GitLab Opens Voluntary Separation Window and Reorganizes R&D Into 60 Teams as CEO Bill Staples Pitches an 'Agentic Era' Act 2
GitLab disclosed a reduction in force on May 11, plans to shed up to 30% of its country footprint, remove up to three management layers, and reorganize R&D into roughly 60 teams by June 1.
Overview
GitLab on May 11 disclosed a reduction in force and a sweeping organizational redesign that the company is branding as “Act 2,” pitching the changes as a bet on what chief executive Bill Staples calls the agentic era of software development. In an SEC 8-K filing the company announced “its intention to do a reduction in force (the ‘Plan’),” while simultaneously reaffirming that it expects first-quarter fiscal 2027 results to land in line with the guidance it issued on March 3, 2026.
The company has not yet disclosed how many roles will be affected.
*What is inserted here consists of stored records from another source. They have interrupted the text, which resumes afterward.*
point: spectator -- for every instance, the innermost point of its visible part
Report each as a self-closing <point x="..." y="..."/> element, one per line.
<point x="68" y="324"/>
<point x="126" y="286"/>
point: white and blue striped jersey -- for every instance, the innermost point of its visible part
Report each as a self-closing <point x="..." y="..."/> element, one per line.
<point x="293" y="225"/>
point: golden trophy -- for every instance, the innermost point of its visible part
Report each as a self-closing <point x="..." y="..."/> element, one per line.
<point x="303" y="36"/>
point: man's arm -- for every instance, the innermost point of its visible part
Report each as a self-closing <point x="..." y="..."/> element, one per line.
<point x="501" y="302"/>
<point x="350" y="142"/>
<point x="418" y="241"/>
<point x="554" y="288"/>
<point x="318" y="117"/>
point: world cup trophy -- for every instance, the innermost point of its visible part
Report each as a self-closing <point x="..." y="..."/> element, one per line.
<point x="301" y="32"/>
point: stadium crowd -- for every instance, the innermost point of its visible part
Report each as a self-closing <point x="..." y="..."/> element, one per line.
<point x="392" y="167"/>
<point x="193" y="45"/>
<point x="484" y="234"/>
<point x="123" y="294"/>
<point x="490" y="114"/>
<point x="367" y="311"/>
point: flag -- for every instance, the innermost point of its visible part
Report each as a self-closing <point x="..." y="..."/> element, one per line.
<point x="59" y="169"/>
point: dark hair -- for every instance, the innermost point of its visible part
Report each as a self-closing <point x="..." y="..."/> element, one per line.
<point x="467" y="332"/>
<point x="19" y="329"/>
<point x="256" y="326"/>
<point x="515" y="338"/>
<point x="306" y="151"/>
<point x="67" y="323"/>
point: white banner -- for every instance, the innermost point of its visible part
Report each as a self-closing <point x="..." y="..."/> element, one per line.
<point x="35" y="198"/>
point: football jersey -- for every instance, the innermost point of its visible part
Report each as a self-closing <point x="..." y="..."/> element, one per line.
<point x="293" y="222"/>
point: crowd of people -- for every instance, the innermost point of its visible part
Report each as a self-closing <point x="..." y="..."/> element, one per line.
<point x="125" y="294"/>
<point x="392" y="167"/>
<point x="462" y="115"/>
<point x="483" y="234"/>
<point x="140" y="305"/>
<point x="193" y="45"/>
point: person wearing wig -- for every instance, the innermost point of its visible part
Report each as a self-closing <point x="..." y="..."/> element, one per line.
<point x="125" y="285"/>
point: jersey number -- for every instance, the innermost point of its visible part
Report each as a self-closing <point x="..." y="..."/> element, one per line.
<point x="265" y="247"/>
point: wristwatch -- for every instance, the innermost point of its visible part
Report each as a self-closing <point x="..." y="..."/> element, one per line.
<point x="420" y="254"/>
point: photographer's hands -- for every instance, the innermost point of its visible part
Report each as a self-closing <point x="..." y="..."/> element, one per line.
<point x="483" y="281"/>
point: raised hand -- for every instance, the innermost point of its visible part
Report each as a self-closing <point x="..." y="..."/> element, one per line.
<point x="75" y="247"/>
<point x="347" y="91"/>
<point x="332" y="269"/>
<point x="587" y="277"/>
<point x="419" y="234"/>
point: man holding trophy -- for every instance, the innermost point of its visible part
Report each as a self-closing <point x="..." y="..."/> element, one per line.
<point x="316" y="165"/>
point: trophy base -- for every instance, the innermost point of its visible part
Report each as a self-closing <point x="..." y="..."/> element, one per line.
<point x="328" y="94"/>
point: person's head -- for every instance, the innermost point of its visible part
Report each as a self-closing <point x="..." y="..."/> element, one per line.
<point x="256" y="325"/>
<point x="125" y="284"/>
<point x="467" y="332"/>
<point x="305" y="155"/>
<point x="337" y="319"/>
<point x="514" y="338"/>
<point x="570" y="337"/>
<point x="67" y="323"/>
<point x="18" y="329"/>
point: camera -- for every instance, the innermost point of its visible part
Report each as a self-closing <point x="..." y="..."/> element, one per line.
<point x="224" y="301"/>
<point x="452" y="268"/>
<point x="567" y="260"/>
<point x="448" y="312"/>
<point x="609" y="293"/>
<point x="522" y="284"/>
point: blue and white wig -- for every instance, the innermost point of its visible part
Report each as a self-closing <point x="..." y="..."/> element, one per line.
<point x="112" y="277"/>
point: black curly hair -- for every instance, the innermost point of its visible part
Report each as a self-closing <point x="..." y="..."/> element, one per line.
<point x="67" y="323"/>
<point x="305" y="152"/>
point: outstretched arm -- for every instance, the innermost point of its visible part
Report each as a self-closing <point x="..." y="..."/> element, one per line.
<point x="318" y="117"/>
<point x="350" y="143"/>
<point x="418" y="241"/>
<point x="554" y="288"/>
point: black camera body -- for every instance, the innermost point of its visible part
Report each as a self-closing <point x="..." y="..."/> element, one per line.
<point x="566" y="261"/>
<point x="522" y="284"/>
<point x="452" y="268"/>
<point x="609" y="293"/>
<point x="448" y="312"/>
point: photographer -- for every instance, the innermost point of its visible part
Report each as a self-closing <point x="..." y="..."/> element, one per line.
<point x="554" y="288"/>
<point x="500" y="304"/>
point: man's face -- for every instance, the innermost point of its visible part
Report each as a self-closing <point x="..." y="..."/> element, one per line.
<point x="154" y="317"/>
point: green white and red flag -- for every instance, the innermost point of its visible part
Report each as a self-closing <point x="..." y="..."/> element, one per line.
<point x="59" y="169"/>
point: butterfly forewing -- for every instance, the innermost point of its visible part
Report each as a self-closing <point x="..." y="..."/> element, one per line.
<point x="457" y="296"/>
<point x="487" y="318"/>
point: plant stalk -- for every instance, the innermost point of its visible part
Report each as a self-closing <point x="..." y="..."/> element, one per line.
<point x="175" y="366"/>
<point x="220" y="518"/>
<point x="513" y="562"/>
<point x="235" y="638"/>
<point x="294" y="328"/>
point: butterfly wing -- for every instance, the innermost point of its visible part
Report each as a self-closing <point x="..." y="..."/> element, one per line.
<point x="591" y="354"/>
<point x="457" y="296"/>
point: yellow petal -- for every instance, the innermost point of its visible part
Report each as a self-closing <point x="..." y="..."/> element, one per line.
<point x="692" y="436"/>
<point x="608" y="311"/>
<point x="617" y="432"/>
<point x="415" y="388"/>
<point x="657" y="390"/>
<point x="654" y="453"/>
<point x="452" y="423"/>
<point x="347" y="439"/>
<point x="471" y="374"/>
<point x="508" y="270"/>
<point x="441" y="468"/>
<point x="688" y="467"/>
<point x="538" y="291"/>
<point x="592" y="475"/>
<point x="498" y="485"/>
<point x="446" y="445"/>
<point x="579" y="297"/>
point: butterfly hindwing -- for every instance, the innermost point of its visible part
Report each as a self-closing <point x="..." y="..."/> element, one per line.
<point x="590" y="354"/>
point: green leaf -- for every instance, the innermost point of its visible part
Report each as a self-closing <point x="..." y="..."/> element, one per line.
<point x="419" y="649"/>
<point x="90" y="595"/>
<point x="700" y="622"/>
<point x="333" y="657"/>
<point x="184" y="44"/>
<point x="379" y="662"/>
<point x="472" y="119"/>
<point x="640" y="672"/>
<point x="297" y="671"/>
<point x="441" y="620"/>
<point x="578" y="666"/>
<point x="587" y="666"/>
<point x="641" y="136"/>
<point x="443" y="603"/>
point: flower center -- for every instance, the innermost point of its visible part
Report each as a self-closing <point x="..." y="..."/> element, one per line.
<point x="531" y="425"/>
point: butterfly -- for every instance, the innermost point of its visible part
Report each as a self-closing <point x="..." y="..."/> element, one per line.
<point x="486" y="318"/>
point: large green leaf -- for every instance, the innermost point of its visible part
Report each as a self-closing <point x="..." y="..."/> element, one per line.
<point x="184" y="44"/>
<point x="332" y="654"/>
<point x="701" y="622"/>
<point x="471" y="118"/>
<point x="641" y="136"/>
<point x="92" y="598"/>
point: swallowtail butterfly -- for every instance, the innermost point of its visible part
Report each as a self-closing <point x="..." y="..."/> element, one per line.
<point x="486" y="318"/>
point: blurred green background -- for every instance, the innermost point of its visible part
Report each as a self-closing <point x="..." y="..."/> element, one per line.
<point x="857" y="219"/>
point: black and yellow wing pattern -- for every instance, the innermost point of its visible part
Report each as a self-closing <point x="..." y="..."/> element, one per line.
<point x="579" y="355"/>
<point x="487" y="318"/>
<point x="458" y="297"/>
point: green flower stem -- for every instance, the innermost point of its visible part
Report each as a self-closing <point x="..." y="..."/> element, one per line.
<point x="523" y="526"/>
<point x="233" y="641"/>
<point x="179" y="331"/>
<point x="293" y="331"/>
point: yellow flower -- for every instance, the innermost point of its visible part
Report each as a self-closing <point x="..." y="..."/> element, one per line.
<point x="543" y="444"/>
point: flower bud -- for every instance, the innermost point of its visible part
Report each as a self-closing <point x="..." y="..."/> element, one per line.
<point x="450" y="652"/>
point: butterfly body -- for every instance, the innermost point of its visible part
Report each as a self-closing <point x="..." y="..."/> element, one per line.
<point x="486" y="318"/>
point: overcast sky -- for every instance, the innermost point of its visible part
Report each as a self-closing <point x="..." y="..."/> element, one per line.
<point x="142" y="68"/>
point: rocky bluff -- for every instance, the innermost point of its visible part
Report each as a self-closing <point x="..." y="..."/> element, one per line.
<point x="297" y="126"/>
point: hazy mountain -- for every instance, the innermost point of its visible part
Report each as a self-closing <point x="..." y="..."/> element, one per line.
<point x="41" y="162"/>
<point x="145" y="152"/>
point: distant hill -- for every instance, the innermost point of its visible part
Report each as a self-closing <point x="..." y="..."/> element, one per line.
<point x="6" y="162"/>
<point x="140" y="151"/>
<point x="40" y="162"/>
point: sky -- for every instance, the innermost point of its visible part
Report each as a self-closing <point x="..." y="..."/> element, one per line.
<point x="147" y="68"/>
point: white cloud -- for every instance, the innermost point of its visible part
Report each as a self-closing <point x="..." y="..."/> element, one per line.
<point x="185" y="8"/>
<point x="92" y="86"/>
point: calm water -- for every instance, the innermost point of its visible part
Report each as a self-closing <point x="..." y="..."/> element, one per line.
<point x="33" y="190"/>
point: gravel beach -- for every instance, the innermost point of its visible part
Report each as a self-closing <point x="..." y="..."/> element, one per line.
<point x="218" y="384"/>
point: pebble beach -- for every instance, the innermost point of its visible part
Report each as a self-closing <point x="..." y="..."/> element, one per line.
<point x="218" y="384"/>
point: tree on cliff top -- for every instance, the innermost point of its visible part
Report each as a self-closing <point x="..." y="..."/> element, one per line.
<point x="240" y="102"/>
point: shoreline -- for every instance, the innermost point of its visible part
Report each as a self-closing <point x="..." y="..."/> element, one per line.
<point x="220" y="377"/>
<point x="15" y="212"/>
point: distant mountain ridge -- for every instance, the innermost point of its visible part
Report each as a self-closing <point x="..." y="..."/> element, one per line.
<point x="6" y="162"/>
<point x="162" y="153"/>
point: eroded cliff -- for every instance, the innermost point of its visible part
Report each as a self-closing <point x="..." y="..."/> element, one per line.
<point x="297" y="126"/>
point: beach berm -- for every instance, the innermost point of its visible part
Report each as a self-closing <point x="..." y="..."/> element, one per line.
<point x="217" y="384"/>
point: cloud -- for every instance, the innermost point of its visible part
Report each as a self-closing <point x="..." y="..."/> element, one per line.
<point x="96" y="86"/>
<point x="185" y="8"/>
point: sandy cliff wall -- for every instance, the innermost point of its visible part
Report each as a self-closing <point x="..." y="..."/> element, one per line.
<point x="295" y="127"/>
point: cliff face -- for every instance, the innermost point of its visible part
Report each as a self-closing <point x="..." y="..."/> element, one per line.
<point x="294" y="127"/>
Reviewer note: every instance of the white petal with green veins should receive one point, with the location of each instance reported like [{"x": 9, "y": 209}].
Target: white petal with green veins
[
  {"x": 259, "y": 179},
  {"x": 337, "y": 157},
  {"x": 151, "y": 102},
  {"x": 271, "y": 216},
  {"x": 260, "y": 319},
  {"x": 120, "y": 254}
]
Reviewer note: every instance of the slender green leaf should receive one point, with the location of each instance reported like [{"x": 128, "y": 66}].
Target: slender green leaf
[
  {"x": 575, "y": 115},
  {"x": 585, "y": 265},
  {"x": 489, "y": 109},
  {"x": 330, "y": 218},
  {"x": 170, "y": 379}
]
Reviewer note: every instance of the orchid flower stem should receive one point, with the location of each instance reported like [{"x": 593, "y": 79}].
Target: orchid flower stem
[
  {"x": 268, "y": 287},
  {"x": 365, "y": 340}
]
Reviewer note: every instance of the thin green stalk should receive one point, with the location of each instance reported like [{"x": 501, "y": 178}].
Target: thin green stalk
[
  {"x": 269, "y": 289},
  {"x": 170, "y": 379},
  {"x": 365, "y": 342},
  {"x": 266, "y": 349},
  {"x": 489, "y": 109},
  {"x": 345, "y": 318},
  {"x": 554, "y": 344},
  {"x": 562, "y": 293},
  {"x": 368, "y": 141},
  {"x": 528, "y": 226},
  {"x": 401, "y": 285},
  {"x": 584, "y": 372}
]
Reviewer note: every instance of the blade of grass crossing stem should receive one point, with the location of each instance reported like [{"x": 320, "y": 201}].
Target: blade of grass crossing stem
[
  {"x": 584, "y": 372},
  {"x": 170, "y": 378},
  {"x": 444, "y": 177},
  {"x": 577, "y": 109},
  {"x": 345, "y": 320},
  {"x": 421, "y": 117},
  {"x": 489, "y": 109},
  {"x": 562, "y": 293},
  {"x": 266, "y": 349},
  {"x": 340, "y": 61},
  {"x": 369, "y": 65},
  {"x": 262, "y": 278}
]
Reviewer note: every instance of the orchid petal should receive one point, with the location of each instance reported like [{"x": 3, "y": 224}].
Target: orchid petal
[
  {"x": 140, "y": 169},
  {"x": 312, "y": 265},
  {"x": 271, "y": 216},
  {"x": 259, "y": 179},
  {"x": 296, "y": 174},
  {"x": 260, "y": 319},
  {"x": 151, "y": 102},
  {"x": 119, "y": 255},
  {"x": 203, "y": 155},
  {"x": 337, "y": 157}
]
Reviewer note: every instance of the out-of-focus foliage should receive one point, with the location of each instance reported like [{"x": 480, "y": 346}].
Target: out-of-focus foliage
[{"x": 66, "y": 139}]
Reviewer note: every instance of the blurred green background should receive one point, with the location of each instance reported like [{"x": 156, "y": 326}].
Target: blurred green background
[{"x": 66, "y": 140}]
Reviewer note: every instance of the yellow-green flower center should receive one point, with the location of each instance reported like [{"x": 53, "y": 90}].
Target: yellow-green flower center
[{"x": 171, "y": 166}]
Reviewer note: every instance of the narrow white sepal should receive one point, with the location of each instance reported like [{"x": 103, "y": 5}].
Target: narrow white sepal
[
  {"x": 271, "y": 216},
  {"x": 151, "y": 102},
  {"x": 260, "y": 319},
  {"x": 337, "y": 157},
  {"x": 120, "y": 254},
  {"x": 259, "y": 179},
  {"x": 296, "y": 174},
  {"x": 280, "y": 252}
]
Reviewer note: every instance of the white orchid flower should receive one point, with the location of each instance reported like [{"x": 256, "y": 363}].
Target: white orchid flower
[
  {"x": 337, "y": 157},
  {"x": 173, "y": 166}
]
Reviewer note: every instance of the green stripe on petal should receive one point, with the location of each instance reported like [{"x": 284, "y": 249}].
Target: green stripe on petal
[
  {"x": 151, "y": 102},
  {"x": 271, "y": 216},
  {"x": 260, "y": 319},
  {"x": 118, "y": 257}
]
Staples wrote that GitLab is opening a voluntary separation window — employees who wish to leave may apply for a separation before May 18, with the goal of finalizing the new shape of the company on or before June 1. The specific scope of the workforce reduction is expected to be disclosed at the company’s Q1 FY2027 earnings call on June 2.
What We Know
In his “GitLab Act 2” blog post, Staples framed the move around a single thesis sentence: “Software will be built by machines, directed by people.” He argued that “the agentic era multiplies demand for software” and that “the consequential work belongs to engineers,” while telling employees, “I want to do this once, and do it right, and not revisit our structure.” He closed the letter with: “None of what I’ve written makes today easier. It isn’t supposed to.”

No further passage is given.